One of the most practical tools in Universal Design for Learning (UDL) is the Choice Board. A choice board is a visual menu of learning options that allows students to select how they engage with content and demonstrate their understanding. By offering structured choice, teachers balance guidance with autonomy, ensuring learning stays focused while honoring student interests.

Why Choice Boards Work

  • Motivation: Students are more engaged when they choose tasks that interest them.

  • Differentiation: Tasks can be tailored for different readiness levels.

  • Ownership: Learners feel responsible for their decisions and outcomes.

  • Flexibility: Works across subjects, grade levels, and learning environments.

How to Design an Effective Choice Board

  1. Define the Goal: Identify the learning objective first.

  2. Offer Variety: Mix tasks that target different skills (writing, creative, analytical, hands-on).

  3. Balance Challenge: Include a range from quick wins to higher-level extensions.

  4. Organize Clearly: Use grids, menus, or pathways that are easy to follow.

  5. Set Expectations: Provide rubrics or criteria so students know what success looks like.

Popular Choice Board Formats

  • 3x3 Grid (Tic-Tac-Toe): Students complete three tasks in a row.

  • Learning Menu: Appetizers (must-do), main course (choice), dessert (optional enrichment).

  • Pathway Boards: Students choose a sequence of tasks leading to mastery.

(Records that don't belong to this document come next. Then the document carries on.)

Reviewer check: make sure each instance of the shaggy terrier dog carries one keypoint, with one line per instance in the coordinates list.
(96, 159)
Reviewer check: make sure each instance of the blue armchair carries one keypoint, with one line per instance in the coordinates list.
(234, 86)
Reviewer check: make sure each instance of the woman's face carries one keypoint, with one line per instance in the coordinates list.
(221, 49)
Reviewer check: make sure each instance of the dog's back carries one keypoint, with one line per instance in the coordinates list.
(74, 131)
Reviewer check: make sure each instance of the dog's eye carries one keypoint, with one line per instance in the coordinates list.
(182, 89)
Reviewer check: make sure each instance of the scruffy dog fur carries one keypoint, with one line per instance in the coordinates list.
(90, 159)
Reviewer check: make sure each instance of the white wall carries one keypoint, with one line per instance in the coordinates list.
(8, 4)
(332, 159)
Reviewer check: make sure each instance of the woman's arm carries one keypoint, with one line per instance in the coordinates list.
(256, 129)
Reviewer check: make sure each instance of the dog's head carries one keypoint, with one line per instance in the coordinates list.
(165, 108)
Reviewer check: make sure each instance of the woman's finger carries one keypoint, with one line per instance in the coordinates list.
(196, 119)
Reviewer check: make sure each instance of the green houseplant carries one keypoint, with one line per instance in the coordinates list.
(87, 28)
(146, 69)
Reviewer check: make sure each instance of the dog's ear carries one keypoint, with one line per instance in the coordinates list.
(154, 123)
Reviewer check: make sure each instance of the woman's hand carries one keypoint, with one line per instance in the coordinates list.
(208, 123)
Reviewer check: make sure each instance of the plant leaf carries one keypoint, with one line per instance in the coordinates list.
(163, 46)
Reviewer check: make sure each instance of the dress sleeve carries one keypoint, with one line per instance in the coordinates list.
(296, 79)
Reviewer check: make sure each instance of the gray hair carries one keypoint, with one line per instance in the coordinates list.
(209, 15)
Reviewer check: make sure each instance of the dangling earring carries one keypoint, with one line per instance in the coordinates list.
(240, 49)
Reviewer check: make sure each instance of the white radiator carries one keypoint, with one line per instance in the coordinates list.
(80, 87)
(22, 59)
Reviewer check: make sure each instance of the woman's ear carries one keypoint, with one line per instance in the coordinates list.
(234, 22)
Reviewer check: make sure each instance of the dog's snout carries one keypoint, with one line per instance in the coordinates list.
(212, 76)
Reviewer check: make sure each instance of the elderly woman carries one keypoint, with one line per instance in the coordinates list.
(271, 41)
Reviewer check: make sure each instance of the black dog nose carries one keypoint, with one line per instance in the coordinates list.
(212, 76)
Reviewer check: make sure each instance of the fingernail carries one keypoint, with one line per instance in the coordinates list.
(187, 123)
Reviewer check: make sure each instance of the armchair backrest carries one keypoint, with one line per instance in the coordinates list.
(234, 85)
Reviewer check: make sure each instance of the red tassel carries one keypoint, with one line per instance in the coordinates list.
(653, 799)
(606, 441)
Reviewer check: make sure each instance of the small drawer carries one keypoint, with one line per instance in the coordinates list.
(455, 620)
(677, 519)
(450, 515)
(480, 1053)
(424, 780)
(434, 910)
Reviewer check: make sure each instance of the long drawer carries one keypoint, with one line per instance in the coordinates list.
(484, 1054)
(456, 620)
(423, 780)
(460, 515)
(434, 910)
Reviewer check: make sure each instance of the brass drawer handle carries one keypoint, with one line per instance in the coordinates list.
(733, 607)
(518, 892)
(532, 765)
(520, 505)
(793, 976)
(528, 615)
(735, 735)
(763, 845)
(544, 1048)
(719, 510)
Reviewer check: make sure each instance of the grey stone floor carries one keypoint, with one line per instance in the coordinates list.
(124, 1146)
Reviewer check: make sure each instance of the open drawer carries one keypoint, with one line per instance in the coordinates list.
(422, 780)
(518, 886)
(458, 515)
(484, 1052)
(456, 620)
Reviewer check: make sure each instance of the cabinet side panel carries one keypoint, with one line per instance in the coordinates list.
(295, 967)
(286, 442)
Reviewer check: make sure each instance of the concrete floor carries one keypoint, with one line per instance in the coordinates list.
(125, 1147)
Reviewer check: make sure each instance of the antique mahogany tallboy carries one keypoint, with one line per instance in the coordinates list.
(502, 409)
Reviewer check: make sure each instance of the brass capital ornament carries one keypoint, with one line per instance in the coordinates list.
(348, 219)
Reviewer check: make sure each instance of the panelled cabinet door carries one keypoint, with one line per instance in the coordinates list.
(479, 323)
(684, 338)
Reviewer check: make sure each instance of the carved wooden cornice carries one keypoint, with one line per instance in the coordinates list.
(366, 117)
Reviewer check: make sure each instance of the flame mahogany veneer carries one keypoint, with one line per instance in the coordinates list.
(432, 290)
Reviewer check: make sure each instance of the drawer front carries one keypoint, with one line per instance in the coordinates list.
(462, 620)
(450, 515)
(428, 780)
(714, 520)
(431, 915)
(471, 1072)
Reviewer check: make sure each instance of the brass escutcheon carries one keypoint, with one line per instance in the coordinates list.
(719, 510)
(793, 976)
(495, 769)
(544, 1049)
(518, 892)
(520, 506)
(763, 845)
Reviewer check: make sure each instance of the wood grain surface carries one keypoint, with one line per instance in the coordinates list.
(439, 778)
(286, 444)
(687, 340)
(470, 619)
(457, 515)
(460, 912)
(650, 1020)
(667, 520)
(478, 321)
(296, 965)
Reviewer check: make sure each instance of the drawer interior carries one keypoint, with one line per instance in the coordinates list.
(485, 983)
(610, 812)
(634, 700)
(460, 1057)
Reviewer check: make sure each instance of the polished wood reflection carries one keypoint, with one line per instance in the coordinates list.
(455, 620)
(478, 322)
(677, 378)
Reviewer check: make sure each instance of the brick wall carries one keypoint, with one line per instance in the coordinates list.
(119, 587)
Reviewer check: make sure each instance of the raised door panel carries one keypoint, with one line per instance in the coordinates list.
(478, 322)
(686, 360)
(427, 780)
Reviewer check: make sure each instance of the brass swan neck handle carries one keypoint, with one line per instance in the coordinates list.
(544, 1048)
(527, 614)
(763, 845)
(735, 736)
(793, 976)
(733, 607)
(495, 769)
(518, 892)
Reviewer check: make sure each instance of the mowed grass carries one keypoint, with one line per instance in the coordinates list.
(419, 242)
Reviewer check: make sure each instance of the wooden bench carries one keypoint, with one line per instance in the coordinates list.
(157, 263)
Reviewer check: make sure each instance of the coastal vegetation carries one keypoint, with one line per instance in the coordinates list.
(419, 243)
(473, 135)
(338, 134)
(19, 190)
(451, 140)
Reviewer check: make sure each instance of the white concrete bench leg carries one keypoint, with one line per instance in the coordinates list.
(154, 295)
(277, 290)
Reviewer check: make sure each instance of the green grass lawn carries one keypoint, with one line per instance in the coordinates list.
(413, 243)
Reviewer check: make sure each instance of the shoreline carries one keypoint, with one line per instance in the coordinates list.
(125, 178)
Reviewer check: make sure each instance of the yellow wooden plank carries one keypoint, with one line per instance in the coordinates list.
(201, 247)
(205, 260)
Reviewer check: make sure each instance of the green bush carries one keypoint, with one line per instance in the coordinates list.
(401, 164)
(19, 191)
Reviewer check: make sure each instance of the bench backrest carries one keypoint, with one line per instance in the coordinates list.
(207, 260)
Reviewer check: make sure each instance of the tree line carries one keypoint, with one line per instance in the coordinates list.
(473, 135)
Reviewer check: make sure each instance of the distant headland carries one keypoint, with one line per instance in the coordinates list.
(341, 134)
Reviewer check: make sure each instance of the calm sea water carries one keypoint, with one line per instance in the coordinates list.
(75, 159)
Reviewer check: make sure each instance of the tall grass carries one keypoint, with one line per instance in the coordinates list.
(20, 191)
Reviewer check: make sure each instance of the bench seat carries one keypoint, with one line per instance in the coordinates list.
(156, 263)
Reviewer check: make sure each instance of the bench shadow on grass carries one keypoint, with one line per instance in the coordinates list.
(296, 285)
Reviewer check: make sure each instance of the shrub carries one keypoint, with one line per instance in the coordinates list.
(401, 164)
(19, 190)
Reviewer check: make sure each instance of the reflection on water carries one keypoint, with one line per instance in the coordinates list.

  • Tiered Options: Tasks aligned to different readiness or complexity levels.

Examples in Practice

  • In English, a choice board on a novel might include: writing a character diary, drawing a comic strip, recording a video summary, or analyzing themes in an essay.

  • In Math, students might solve real-world problems, create a math game, explain a concept on video, or design a poster with step-by-step solutions.

  • In Science, learners could build a model, write an experiment plan, research a related topic, or present findings through an infographic.


Conclusion / Final Thoughts

Choice boards strike the perfect balance between structure and freedom. They guide students toward the same learning goals while giving them the autonomy to decide how to get there. When used consistently, choice boards foster creativity, accountability, and deeper engagement—making classrooms more inclusive and empowering.